中国流の災害対応、天津の大爆発には通用せず

中国・天津で起きた大規模爆発の現場を視察する李克強首相(2015年8月16日撮影)。(c)AFP〔AFPBB News

 8月12日に天津港で発生した貨物倉庫の爆発事故は、114人の死者と700人の負傷者(19日時点)のほかに、多数の行方不明者を出した。世界4位の貨物取扱量を誇る国際港で、なぜこのような大惨事が起きたのだろうか。

 被害を大きくした主な原因は消防隊による放水だ。倉庫にある化学物質が水に触れると爆発するという情報を、消防士たちは知らなかった。通常、消防士は消火活動の前にどんな消火剤が適切かを判断するが、彼らはこうした情報を掴んでいなかった。

 ここから浮かび上がるのは、爆発を起こした倉庫と、管轄の消防本部との間に情報の交換がなかったという可能性だ。

 少なくとも日本ならば、こうした危険物を貯蔵する事業者は、事前に管轄の消防庁に届け出をして許可を得るものである。

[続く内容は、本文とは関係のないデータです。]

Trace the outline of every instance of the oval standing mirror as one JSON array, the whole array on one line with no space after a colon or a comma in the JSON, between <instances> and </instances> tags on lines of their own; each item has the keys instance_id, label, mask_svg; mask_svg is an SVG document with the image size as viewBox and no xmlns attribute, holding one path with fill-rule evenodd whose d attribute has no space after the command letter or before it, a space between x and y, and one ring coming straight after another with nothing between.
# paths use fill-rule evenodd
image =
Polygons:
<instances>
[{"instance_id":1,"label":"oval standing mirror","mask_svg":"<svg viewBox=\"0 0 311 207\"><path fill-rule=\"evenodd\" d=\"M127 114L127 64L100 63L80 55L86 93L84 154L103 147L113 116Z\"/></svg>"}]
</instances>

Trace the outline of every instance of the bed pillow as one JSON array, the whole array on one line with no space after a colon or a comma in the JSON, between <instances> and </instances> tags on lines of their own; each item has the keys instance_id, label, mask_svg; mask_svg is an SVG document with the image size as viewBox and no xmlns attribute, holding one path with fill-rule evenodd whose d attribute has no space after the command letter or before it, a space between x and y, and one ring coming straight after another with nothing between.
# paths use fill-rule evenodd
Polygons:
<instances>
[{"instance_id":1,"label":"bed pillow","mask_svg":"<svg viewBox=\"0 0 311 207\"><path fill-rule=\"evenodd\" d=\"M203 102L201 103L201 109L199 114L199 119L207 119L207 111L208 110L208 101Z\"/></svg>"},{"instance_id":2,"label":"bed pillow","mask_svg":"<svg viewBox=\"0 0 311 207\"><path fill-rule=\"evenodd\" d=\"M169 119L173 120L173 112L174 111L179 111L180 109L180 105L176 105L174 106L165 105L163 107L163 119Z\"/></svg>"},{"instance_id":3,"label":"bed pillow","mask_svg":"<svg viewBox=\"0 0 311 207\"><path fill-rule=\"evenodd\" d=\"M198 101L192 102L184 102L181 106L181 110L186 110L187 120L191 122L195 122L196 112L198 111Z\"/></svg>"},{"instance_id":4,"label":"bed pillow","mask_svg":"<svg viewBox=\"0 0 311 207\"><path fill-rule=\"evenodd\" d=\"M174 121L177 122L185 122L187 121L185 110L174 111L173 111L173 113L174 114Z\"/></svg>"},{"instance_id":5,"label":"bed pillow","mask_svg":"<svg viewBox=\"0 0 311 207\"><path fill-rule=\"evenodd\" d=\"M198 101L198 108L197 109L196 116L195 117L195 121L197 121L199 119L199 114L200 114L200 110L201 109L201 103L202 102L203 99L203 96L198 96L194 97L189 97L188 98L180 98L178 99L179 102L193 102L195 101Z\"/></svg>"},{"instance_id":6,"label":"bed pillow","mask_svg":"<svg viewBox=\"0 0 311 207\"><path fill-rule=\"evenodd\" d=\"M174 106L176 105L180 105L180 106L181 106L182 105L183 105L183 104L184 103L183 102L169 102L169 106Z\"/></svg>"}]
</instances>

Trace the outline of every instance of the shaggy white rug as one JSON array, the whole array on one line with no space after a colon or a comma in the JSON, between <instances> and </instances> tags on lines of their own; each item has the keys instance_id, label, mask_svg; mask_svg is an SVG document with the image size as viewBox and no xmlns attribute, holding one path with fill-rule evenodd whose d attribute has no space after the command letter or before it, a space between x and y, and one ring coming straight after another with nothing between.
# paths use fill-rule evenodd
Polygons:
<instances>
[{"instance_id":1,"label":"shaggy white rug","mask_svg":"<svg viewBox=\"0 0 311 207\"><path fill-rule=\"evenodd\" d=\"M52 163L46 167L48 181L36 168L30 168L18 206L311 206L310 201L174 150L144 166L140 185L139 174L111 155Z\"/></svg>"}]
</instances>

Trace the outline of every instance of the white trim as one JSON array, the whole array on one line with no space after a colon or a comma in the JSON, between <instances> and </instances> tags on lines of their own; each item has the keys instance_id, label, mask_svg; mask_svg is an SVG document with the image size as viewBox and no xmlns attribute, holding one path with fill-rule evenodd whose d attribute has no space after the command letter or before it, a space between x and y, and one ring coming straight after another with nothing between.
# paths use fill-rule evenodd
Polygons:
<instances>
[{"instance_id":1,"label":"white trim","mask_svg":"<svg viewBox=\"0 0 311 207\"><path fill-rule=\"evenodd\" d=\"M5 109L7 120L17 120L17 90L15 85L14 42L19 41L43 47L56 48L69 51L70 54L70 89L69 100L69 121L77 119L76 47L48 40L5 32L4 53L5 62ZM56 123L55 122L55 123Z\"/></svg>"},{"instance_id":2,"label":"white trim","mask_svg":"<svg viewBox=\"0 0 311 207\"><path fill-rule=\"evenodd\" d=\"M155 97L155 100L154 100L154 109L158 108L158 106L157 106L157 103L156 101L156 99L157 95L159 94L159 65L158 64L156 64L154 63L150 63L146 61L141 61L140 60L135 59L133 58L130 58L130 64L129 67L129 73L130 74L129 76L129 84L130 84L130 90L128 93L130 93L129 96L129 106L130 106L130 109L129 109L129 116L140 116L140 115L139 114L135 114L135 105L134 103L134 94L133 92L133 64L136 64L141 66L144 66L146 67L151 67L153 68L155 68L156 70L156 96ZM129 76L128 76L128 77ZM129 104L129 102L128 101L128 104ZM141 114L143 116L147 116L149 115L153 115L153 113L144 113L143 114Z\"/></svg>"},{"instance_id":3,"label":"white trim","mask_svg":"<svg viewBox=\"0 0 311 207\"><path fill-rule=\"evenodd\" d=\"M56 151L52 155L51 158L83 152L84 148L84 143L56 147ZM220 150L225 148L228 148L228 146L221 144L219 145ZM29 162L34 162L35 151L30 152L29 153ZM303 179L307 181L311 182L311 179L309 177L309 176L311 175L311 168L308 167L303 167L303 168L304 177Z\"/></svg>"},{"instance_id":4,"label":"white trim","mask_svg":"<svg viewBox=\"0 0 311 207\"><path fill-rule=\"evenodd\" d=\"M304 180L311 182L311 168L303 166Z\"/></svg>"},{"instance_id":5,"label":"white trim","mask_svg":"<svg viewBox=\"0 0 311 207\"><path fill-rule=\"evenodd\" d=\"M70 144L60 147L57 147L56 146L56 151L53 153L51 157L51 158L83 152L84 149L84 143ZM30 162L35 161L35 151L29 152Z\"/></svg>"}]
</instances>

 東京消防庁によると、「例えばガソリンスタンドなどは、貯蔵設備の条件や資格者の有無まで細かい審査を行う」という。こうした手続きを経ることで、消防所は日頃から十分に危険物の情報を蓄積することができる。「火災の通報を受けると同時に、消火剤の判別をつけることができる」(同)のはそのためだ。